Figure 1.

Short-time BDNF treatment induces pre-miR-134 dendritic accumulation. (A,C) Representative pictures from fluorescence in situ hybridization (FISH) using probes directed against the pre-miR-134 loop (A) or mature miR-134 (C) performed in developing rat hippocampal neurons (DIV7) treated with BDNF for 2 h (scale bar: 10 μm). Inserts at higher magnification illustrate the dendritic accumulation of pre-miR-134 granules.
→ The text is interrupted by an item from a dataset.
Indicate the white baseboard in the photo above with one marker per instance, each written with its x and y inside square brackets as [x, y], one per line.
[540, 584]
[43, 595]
MAP2 staining (red) was used to visualize dendritic processes (scale bar: 5 μm). (B,D) Quantification of pre-miR-134 (B) or mature miR-134 (D) FISH signal in dendrites (left) or cell bodies (right) of multiple neurons indicated in (A,C). (B) Mock n = 27, BDNF n = 27. (D) Mock n = 27, BDNF n = 28 cells analyzed from n = 3 independent biological replicates. Mann-Witney test, *P < 0.05, ***P < 0.001. (E,F) BDNF-induced increase in pri-miR-134 is confined to the nucleus. (E) Representative pictures of single molecule FISH (smFISH) with probes spanning Exon134_485 of the Mirg transcript. Pictures show a magnified region of the neuronal cell body, no signal was detected in dendrites (scale bar: 5 μm). (F) Representative pictures of smFISH with probes specific for Camk2α (positive control for dendritic RNA localization, scale bar: 10 μm; top) or DapB (bacterially expressed gene used as a negative control, scale bar: 5 μm; bottom).